Однажды в Москве — я приехал на сессию во ВГИК — случайно встретил девушку из нашей деревни. В юности я долго и безуспешно ухаживал за ней. Теперь она работала в Москве. Всплыло былое. Зашевелилось незавершенное чувство, пробудилось, стало заполнять меня с каждым днем, пока не затопило. Я был по-прежнему мечтательным и сентиментальным. Через несколько месяцев мы поженились. Поженились легкомысленно, не представляя трудностей, которые ожидают мужа и жену, живущих по общежитиям в разных городах. Я в то время жил в Харькове. Там увидел напечатанными свои первые вещи, увидел наконец книгу, на обложке которой стояло мое имя. Читал о ней отзывы, слышал свои рассказы по радио и телевидению. Но я уже начинал чувствовать, что в Харькове подняться высоко в моем деле мне будет трудно, а я не представлял свою жизнь без литературы. В семнадцать лет я повторил за кем-то, убей сейчас — не вспомню за кем, что «жизнь — это литература, а все остальное лишь материал для нее», и решил строить свою жизнь, имея в виду эту мысль. Но Харьков украинский город. Печать там в основном на национальном языке, и я, бродячий тамбовский волк, понимал, как ни хорошо в Харькове, городе юности моей, городе моих первых успехов, рано или поздно придется прощаться с ним. Мне нужна была Москва! Я всегда считал и считаю сейчас, что родиться в Москве все равно, что в былые времена родиться в семье князя. Быть избранным. Я думал, что только в Москве смогу завершить образование, что только в Москве смогу приобрести недостающую мне культуру, что только в Москве смогу совершенствоваться в литературе, что без Москвы не достичь мне того, к чему я стремился. К тому же в Харькове нет киностудии, а я учился во ВГИКе. Мне нужна была Москва, а жене моей Харьков был не нужен…
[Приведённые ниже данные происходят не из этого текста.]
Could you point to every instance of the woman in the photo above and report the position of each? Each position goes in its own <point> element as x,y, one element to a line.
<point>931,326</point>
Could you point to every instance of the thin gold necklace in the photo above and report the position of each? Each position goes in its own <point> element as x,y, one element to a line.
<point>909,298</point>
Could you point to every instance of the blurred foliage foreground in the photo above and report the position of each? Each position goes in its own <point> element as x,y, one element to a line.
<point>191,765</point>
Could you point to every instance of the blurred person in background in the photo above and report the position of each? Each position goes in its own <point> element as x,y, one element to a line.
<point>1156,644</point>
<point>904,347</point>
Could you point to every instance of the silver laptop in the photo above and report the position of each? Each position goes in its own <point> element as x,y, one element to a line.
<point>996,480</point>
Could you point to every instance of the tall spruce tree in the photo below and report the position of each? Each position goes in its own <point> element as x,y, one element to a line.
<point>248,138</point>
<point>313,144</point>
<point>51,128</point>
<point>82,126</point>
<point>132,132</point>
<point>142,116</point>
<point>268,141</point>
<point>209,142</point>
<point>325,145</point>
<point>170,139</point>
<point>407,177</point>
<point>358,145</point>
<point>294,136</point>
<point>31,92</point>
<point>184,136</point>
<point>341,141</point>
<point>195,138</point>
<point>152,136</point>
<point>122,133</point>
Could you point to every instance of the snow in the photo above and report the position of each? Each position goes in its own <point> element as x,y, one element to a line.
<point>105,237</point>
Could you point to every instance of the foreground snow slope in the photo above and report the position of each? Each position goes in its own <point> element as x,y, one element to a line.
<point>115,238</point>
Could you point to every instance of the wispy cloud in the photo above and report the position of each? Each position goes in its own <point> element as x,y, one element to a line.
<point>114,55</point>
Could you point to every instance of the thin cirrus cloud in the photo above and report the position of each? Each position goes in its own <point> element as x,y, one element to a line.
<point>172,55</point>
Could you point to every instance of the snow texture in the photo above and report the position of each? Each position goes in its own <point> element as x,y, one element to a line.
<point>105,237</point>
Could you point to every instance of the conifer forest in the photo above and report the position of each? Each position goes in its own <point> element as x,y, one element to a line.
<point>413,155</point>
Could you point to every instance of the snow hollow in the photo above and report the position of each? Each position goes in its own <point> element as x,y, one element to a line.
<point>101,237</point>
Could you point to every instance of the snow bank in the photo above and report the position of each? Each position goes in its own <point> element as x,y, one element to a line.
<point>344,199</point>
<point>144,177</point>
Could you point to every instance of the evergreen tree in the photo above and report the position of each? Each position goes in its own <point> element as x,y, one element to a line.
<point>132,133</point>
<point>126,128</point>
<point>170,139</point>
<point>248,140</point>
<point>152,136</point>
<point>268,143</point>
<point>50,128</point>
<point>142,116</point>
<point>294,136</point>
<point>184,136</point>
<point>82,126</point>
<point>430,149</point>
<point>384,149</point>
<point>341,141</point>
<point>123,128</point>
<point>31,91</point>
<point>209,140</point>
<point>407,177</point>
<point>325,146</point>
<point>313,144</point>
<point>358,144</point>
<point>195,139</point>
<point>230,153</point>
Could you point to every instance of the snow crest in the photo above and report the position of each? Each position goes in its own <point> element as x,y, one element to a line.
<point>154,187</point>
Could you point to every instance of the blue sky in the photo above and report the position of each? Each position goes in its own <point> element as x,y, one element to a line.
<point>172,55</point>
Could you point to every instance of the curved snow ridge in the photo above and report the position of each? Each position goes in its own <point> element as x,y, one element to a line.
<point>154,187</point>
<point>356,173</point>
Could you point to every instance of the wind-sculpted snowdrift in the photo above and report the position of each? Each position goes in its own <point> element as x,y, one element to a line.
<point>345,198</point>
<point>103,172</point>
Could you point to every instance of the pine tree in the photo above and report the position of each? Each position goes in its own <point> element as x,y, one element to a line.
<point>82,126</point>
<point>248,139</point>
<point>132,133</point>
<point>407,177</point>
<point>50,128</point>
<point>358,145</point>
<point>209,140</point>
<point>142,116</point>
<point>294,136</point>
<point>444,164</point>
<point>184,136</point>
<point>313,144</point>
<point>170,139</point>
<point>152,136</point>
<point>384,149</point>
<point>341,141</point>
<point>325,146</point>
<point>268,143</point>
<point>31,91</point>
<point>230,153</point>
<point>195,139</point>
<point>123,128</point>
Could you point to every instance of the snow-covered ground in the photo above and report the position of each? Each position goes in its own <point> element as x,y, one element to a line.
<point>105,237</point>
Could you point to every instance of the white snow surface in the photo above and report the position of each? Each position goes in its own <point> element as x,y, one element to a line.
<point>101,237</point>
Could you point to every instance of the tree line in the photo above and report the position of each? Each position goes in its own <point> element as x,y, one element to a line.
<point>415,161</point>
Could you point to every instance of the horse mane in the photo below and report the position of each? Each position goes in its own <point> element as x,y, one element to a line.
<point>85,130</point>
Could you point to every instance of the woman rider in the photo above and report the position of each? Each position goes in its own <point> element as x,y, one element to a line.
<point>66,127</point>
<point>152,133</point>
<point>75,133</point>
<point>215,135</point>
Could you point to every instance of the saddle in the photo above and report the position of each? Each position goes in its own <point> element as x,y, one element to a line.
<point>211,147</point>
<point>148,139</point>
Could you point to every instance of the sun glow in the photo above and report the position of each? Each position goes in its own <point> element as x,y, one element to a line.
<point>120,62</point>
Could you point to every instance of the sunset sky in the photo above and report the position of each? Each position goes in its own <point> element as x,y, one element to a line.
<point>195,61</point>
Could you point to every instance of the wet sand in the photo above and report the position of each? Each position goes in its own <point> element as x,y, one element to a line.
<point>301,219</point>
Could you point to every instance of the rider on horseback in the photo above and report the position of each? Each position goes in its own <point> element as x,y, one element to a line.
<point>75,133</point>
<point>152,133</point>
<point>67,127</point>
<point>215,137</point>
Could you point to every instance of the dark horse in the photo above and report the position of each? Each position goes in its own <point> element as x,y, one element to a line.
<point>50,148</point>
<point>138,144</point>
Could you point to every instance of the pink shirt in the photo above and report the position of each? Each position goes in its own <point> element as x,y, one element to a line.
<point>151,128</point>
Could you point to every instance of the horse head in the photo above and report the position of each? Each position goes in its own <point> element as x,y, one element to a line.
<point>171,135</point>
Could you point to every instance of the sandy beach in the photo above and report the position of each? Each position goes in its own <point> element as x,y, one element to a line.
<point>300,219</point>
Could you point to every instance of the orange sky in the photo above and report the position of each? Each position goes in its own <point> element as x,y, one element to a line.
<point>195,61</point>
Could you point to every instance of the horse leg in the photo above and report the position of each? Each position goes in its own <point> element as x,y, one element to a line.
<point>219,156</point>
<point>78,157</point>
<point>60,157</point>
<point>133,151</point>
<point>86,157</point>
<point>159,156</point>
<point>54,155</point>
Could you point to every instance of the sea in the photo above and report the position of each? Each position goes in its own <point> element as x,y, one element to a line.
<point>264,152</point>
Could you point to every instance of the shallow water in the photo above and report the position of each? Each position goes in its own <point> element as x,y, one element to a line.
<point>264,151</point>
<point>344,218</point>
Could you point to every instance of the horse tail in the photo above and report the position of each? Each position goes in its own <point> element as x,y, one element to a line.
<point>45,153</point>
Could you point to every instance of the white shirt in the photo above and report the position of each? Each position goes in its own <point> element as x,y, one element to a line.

Москва готовилась к Олимпиаде, и рабочих рук не хватало. У меня были руки и несколько рабочих специальностей. Первый институт я закончил заочно, в трудовой книжке не отмечал и продолжал работать плотником, потому что только рабочих прописывали в городах и давали койку в общежитии. Учеба во ВГИКе тоже не фиксировалась в документах. Только из военного билета можно было узнать, что у меня высшее образование.

И вот я с путевкой харьковского комсомола стою в отделе кадров строительного управления. Мои документы стопкой лежат перед кадровиком. Сверху я пристроил трудовую книжку, надеясь, что он начнет осмотр с нее и придет в восторг от моих специальностей и разрядов. Но кадровик вытянул снизу военный билет, открыл, где значилось, что я женат и имею высшее образование, молча вернул документы вместе с комсомольской путевкой и указал на дверь. Мне нужна была Москва, но я ей был не нужен.

В одной высокой организации пошли мне навстречу — вручили путевку в Сибирь. Москва оставила у себя мою жену, а меня вышвырнула в тайгу на строительство железной дороги Сургут-Уренгой. Я стал монтером пути.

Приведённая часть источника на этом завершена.